Think about contrast

You have to be always thinking about a content contrast since this part of a11y affects almost all users of your application. If the content on the web page has low contrast with the background it’s really hard to read it even without any sight disabilities.

Chrome color picker with conformance level errors

If you’re using google chrome, you can check a contrast of your content at the styles tab.

So, just select an HTML element, open its CSS properties and click at any color style. You may notice a new section at the bottom of the color picker that notifies you about the contrast ratio between element text and background.

At the image above, I have an issue with the contrast. Also, here you can notice two additional lines on the color palette and red signs along with A letters at the bottom. Those red signs with A letters indicate WCAG Conformance levels — a metric that indicates how accessible your website is.

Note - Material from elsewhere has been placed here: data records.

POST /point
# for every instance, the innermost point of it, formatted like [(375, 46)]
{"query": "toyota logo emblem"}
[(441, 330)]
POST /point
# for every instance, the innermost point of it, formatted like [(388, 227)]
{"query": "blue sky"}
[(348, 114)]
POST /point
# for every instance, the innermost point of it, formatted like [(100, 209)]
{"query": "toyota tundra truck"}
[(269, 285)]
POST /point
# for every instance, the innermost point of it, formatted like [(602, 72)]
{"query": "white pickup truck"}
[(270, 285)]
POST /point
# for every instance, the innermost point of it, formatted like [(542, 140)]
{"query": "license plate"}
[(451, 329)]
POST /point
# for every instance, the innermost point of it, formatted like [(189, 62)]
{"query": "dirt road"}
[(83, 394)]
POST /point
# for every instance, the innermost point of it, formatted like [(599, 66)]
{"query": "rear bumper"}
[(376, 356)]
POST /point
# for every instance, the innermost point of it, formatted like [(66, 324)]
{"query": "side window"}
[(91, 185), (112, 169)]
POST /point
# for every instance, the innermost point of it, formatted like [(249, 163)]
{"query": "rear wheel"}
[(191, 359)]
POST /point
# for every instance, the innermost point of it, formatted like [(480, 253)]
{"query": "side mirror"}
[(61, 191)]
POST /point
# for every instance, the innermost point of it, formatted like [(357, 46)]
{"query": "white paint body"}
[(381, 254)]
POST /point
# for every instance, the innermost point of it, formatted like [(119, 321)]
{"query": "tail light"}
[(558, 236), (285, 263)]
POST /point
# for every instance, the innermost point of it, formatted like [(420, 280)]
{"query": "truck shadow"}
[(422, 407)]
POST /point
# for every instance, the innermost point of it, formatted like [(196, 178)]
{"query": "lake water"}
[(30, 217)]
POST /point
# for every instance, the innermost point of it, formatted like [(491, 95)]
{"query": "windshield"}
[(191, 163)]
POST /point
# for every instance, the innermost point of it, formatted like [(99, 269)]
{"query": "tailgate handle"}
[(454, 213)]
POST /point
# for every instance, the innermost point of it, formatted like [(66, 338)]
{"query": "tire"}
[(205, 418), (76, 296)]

For the current situation with the contrast it means the following:

  • If your color above the top line (A Conformance level) — you have a minimum level of accessibility and does not achieve broad accessibility for many situations.

  • If your color between lines (AA Conformance level) — it’s ok. WCAG recommends you have at least AA Conformance level for your websites.

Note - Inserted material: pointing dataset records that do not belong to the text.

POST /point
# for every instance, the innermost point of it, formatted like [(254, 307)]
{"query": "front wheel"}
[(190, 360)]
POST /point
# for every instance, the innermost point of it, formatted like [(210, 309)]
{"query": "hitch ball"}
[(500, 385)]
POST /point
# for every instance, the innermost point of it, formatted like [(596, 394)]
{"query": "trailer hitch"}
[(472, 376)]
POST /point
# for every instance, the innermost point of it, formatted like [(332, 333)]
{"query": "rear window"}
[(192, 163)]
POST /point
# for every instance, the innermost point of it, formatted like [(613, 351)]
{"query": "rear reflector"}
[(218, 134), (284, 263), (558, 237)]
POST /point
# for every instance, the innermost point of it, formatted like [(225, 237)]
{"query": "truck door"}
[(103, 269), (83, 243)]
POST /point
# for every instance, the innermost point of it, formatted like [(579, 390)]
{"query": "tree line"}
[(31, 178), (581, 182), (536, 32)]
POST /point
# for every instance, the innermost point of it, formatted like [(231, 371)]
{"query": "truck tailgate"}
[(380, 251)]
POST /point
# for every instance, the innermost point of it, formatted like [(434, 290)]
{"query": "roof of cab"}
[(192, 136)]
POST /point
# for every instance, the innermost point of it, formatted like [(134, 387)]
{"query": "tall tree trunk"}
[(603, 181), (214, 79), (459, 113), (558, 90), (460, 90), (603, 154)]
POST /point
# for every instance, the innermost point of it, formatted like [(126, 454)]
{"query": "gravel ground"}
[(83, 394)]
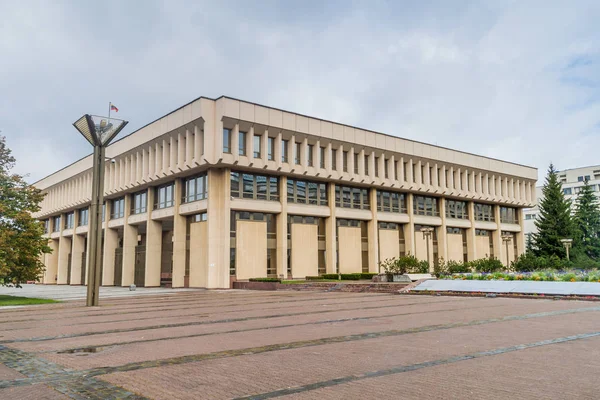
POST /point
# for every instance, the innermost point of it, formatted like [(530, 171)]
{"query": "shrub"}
[(265, 280), (367, 275)]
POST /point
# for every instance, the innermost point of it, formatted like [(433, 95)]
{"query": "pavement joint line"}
[(94, 372), (204, 313), (182, 324), (63, 380), (184, 305), (331, 321), (413, 367)]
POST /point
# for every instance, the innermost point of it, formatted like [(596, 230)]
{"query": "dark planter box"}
[(255, 285)]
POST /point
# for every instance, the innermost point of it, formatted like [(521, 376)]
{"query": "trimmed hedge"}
[(265, 280)]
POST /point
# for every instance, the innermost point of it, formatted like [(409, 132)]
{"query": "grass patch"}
[(6, 300)]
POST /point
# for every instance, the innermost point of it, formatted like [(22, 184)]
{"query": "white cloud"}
[(516, 81)]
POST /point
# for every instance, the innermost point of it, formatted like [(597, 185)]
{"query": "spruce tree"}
[(554, 222), (587, 222)]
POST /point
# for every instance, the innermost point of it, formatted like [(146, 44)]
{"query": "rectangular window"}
[(257, 144), (425, 205), (508, 215), (195, 188), (226, 140), (140, 202), (334, 159), (284, 151), (242, 143), (297, 158), (163, 197), (118, 208), (305, 192), (256, 187), (271, 149), (83, 216), (391, 201), (69, 220), (351, 197), (457, 209), (484, 212)]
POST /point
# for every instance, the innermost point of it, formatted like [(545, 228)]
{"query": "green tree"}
[(554, 222), (587, 222), (21, 236)]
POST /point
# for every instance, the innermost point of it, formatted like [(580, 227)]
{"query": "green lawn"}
[(6, 300)]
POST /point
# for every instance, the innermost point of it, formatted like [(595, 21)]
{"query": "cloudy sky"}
[(515, 80)]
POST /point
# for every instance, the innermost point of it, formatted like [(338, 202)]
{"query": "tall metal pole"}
[(95, 227)]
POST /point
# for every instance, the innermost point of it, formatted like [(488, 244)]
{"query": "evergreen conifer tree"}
[(587, 222), (554, 222)]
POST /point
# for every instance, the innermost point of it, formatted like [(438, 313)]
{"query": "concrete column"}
[(409, 229), (153, 245), (330, 231), (179, 238), (130, 241), (372, 231), (471, 238), (281, 222), (219, 216)]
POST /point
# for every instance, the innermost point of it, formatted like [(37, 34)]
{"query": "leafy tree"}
[(554, 222), (21, 236), (587, 222)]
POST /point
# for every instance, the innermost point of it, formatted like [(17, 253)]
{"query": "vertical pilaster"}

  • If your color below the bottom line (AAA Conformance level) — you’re great. However, AAA (the highest) level of accessibility can’t be achieved for all accessibility criteria.

Don’t autofocus

Autofocus is hard to get for screenreader users. Autofocus can dump screenreader users into your form with zero context, leaving them lost and confused on your page.

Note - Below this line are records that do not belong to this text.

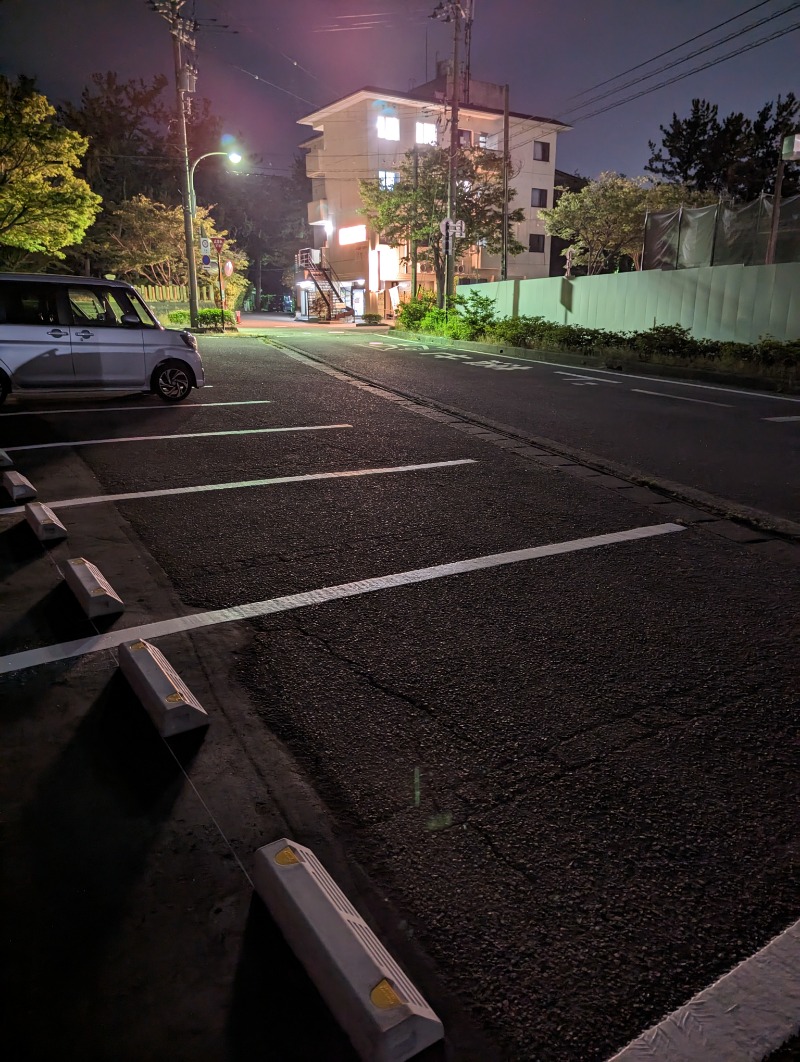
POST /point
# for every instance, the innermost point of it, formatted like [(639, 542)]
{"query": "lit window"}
[(388, 127), (354, 234), (426, 133)]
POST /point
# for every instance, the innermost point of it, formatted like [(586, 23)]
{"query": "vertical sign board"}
[(219, 243)]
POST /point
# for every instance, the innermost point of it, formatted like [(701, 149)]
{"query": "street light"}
[(234, 156)]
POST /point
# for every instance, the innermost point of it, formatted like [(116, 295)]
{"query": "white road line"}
[(578, 376), (68, 650), (188, 434), (137, 409), (747, 1014), (662, 394), (629, 376), (240, 485)]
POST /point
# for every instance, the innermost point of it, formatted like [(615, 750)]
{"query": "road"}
[(738, 446), (537, 721)]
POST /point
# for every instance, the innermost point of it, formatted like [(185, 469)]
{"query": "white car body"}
[(82, 333)]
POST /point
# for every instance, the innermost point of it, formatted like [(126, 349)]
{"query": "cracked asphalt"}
[(562, 790)]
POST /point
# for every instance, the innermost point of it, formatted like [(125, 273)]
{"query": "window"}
[(353, 234), (28, 304), (539, 197), (426, 133), (388, 127)]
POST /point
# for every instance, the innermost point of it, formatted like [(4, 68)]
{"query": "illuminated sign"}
[(355, 234)]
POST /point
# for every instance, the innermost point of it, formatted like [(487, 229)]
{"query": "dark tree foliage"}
[(735, 157)]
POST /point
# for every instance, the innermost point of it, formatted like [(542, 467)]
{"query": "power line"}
[(669, 50), (684, 58)]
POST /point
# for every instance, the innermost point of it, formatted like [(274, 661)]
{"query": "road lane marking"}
[(662, 394), (188, 434), (747, 1014), (138, 409), (591, 379), (240, 485), (629, 376), (68, 650)]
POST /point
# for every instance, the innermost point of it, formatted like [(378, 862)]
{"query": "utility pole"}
[(413, 224), (506, 164), (452, 183), (182, 32)]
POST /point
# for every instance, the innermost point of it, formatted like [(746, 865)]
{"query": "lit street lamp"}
[(234, 156)]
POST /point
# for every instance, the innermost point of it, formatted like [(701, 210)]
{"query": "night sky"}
[(306, 53)]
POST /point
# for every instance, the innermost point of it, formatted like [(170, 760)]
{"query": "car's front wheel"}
[(172, 381)]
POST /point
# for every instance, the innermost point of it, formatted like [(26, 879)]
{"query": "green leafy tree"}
[(603, 223), (735, 157), (413, 208), (143, 240), (267, 216), (44, 204)]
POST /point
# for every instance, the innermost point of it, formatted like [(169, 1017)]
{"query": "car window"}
[(28, 304), (88, 307)]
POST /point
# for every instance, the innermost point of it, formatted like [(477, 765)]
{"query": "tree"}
[(413, 208), (44, 204), (605, 222), (143, 240), (267, 216), (735, 157)]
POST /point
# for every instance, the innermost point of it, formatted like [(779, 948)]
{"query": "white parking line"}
[(137, 409), (747, 1014), (188, 434), (624, 376), (242, 484), (661, 394), (68, 650)]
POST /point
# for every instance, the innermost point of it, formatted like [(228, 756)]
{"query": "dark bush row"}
[(207, 318), (473, 318)]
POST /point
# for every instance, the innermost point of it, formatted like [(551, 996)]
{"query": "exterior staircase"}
[(310, 261)]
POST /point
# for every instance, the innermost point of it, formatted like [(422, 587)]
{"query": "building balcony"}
[(318, 211), (315, 164)]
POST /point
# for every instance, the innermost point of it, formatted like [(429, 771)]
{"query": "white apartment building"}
[(366, 136)]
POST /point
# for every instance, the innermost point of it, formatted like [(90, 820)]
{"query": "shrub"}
[(411, 313), (207, 318), (476, 312), (666, 341)]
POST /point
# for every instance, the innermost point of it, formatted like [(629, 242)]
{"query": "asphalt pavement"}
[(537, 721), (739, 446)]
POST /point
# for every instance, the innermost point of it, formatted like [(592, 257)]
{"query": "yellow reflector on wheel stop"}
[(286, 857), (384, 996)]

Autofocus can also confuse regular users, especially on mobile. So keep it simple, let people click into your inputs when they are ready. To learn more about autofocus issue please, refer to this article.

Don’t outline: none

It’s a pretty common approach to add outline: none style into global application’s styles since the default browser outline is ugly and can ruin your design. However, an outline is a must for keyboard users who aren’t using the mouse for interaction with your application. The outline allows them to see what section on the page is selected right now and helps them to navigate across your application.

  • So, the best approach is to keep an outline and just style it to fit application design. This is amazing since the outline is a common behavior for each website and will be easily recognized by the user.

  • Another way is to style focused elements another way: background, border or whatever. When using this approach, avoid using color alone as the only visual means of determining focus, as colorblind people may not be able to distinguish the focus state from the inactive state.

  • Also, if you finally decided to remove the outline in your application, you can control its behavior through JavaScript. Detect mouse users and hide outline for them, then, detect keyboard activity and show outline for them.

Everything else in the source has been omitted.